An accidental outage at Cloudflare caused major disruptions across large swaths of the Internet on Tuesday morning, reportedly hitting popular sites such as Discord, Shopify, Grindr, Fitbit, and Peloton.
The security and performance services vendor said the problem was the result of “our error” and was fixed within about an hour and 15 minutes.
In a blog post, Cloudflare said the outage in the early hours of Tuesday affected traffic in 19 of its data centres.
“Unfortunately, these 19 locations handle a significant proportion of our global traffic,” the company said. “A change to the network configuration in those locations caused an outage which started at 06:27 UTC. At 06:58 UTC the first data centre was brought back online and by 07:42 UTC all data centres were online and working correctly.”
Though it didn’t provide specific information about the extent of the disruptions, Cloudflare said: “Depending on your location in the world you may have been unable to access websites and services that rely on Cloudflare. In other locations, Cloudflare continued to operate normally.”
The company concluded in the introduction of its blog post: “We are very sorry for this outage. This was our error and not the result of an attack or malicious activity.”
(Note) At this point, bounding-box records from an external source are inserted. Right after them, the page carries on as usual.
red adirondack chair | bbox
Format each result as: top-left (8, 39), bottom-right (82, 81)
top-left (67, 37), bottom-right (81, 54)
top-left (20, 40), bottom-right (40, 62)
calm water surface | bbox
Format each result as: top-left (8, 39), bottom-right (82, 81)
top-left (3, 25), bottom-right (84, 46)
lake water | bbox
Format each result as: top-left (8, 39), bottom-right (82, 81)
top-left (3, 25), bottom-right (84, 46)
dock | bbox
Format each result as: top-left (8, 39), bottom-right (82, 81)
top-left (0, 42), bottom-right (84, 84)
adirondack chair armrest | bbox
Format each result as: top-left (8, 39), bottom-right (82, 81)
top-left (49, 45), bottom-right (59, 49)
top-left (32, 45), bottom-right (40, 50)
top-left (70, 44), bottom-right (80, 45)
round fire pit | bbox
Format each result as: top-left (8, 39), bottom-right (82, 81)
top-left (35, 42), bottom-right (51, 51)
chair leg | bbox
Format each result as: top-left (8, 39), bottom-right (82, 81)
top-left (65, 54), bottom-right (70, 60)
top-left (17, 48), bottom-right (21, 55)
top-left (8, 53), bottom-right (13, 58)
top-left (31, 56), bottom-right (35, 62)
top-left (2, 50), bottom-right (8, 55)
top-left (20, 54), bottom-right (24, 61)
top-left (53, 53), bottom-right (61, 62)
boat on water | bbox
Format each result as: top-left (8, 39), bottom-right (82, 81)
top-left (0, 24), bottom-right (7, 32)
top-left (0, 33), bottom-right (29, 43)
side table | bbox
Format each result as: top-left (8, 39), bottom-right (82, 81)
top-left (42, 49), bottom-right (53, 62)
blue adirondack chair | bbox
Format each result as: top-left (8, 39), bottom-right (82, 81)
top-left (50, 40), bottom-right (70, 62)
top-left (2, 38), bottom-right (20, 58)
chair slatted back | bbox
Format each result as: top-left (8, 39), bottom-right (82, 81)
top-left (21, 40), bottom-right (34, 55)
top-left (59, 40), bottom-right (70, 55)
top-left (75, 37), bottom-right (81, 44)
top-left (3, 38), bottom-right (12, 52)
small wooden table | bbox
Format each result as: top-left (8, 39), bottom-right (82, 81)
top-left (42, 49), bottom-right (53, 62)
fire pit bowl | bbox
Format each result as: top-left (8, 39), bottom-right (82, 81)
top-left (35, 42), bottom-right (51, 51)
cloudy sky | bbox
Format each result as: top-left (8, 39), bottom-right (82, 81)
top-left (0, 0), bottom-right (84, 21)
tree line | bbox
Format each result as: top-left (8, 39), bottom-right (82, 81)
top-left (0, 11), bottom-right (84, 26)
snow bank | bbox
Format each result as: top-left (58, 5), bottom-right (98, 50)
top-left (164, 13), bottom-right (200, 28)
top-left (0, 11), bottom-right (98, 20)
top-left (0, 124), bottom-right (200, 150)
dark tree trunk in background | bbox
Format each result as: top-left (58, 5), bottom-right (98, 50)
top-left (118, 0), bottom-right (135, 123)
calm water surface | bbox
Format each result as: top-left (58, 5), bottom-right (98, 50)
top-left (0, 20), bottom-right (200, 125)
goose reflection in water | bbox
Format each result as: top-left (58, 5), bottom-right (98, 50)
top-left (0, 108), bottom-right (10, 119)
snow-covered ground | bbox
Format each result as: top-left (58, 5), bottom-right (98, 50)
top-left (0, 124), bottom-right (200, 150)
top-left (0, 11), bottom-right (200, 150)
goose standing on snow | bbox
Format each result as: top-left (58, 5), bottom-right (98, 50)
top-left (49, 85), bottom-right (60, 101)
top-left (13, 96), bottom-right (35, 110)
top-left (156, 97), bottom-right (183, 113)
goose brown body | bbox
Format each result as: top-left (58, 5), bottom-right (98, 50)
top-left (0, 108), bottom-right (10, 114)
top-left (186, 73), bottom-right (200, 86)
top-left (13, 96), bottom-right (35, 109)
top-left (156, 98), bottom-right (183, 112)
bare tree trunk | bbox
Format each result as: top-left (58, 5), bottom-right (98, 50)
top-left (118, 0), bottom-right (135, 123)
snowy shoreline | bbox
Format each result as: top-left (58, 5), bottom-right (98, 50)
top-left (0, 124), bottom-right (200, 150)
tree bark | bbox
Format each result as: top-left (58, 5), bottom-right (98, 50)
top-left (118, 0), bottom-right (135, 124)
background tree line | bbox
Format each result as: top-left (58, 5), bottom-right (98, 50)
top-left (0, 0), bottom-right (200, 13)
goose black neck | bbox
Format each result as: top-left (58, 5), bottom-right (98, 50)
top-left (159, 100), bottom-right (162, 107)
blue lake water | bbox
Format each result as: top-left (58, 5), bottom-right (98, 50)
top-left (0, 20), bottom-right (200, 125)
A company official could not be reached for further comment.
According Downdetector, complaints of outages started streaming in early Tuesday morning, with major sites such as Discord, Shopify, Grindr, Fitbit, and Peloton ultimately experiencing disruptions.
The isn’t the first time Cloudflare has experienced a self-inflicted outage that disrupted services.
In 2019, the company acknowledged a widespread service outage was caused by a bug in the company‘s firewall software and not a cyberattack. “This was a mistake we caused ourselves,” Prince told CRN US three years ago. “It wasn‘t an issue caused by someone else.”
Now Cloudflare is acknowledging another company mistake that has led to yet another widespread outage.
According to its blog post, the error occurred while the company was trying to improve its system.
“Over the last 18 months, Cloudflare has been working to convert all of our busiest locations to a more flexible and resilient architecture,” the company wrote in the post. “In this time, we’ve converted 19 of our data centres to this architecture, internally called Multi-Colo PoP (MCP).”
The company said the “new architecture has provided us with significant reliability improvements, as well as allowing us to run maintenance in these locations without disrupting customer traffic. “
But since these locations “carry a significant proportion of the Cloudflare traffic, any problem here can have a very wide impact, and unfortunately, that’s what happened today.”
The problem occurred while company officials were “deploying a change to our prefix advertisement policies,” the company said.
In its blog post, Cloudflare wrote: “Although Cloudflare has invested significantly in our MCP design to improve service availability, we clearly fell short of our customer expectations with this very painful incident. We are deeply sorry for the disruption to our customers and to all the users who were unable to access Internet properties during the outage.”
The company said it’s already working on changes and “will continue our diligence to ensure this cannot happen again.”